In the last day there have been quite a few security journalists writing articles claiming that 1.5 million pages on WordPress websites have been defaced due to a vulnerability that existed in WordPress 4.7.0 and 4.7.1. In looking over those articles we have found that in some cases the claim isn’t actually sourced at all and what appears be the original source for the figure in the others, which came from a security company, isn’t reliable at all and that the journalists ignored a huge red flag that should have warned them that the claimed figure and the source of should not have been relied on.
First let’s look at a couple of the articles with unsourced claims. The Inquirer’s article is titled “WordPress hacking spree sees 1.5 million web pages defaced“; nowhere in the article is a citation for that claim provided. The closest the article gets is this:
According to a report on the BBC, there are millions of pages that have already been defaced thanks to the vulnerability.
In that BBC article the claim is not sourced either:
One estimate suggests more than 1.5 million pages on blogs have been defaced.

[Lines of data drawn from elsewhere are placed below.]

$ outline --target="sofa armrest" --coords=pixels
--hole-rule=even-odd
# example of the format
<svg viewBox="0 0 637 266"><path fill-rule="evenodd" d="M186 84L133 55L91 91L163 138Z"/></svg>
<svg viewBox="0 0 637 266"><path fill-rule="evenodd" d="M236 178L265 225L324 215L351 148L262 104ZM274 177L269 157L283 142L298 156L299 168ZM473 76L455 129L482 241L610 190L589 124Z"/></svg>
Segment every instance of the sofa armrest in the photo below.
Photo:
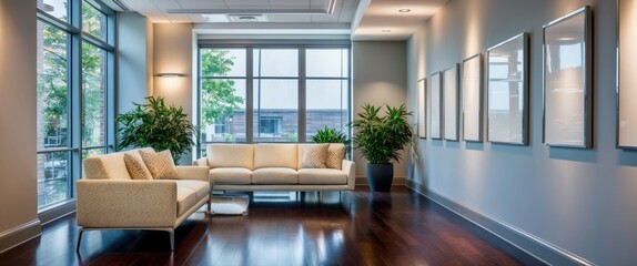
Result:
<svg viewBox="0 0 637 266"><path fill-rule="evenodd" d="M93 228L173 227L174 181L79 180L79 226Z"/></svg>
<svg viewBox="0 0 637 266"><path fill-rule="evenodd" d="M192 165L194 165L194 166L208 166L208 158L206 157L200 157L200 158L193 161Z"/></svg>
<svg viewBox="0 0 637 266"><path fill-rule="evenodd" d="M208 166L175 166L175 170L179 180L210 181L210 168Z"/></svg>
<svg viewBox="0 0 637 266"><path fill-rule="evenodd" d="M347 186L354 190L356 185L356 167L355 163L350 160L343 160L341 170L347 174Z"/></svg>

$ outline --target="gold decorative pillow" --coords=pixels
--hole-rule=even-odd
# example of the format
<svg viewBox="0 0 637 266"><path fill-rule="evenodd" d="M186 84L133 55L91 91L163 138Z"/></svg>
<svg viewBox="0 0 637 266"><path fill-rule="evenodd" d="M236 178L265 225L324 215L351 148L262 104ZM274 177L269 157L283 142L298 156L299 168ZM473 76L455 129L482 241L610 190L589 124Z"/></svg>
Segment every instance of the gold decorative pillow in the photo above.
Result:
<svg viewBox="0 0 637 266"><path fill-rule="evenodd" d="M318 144L305 147L301 168L325 168L328 144Z"/></svg>
<svg viewBox="0 0 637 266"><path fill-rule="evenodd" d="M140 156L124 153L127 170L133 180L152 180L153 176Z"/></svg>
<svg viewBox="0 0 637 266"><path fill-rule="evenodd" d="M345 145L330 144L330 147L327 147L327 158L325 160L327 168L340 170L343 164L343 158L345 158Z"/></svg>
<svg viewBox="0 0 637 266"><path fill-rule="evenodd" d="M144 164L151 172L153 180L174 180L176 178L176 170L174 168L174 162L172 161L172 154L169 150L163 152L144 152L139 151L142 155Z"/></svg>

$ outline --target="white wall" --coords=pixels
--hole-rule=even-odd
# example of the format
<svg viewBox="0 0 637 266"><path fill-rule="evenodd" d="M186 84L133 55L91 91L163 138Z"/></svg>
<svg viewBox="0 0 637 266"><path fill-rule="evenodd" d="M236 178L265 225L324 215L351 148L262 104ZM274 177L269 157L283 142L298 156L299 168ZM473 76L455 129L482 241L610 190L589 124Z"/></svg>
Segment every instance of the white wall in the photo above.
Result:
<svg viewBox="0 0 637 266"><path fill-rule="evenodd" d="M542 143L542 27L584 4L594 12L595 147L548 147ZM411 175L427 191L592 263L635 264L637 153L615 149L615 1L448 1L407 42L412 110L419 78L523 31L530 33L530 145L422 140Z"/></svg>
<svg viewBox="0 0 637 266"><path fill-rule="evenodd" d="M40 233L36 1L0 1L0 250Z"/></svg>
<svg viewBox="0 0 637 266"><path fill-rule="evenodd" d="M404 41L355 41L352 43L353 111L365 103L376 106L407 104L406 43ZM404 156L403 156L404 157ZM367 161L354 152L356 176L365 177ZM406 160L394 165L394 177L406 176Z"/></svg>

In ITworld’s article “Recent WordPress vulnerability used to deface 1.5 million pages” you get a source, but no explanation as to how the number was calculated, which seems like important information to provide:
Since then the number of defaced pages has grown to over 1.5 million and there are 20 different attack signatures, according to statistics from Feedjit, the company behind the Wordfence security plug-in for WordPress. The number of unique affected websites is estimated at around 40,000, as a site can have multiple defaced pages.
Also worth noting here is that there is an estimate of the number of websites impacted, which seems to be the more relevant number to be the headline number, assuming either was accurate. We don’t think there is much question as to why they went with the pages number, with the current state of security journalism click-baitness is more important than providing high quality reporting.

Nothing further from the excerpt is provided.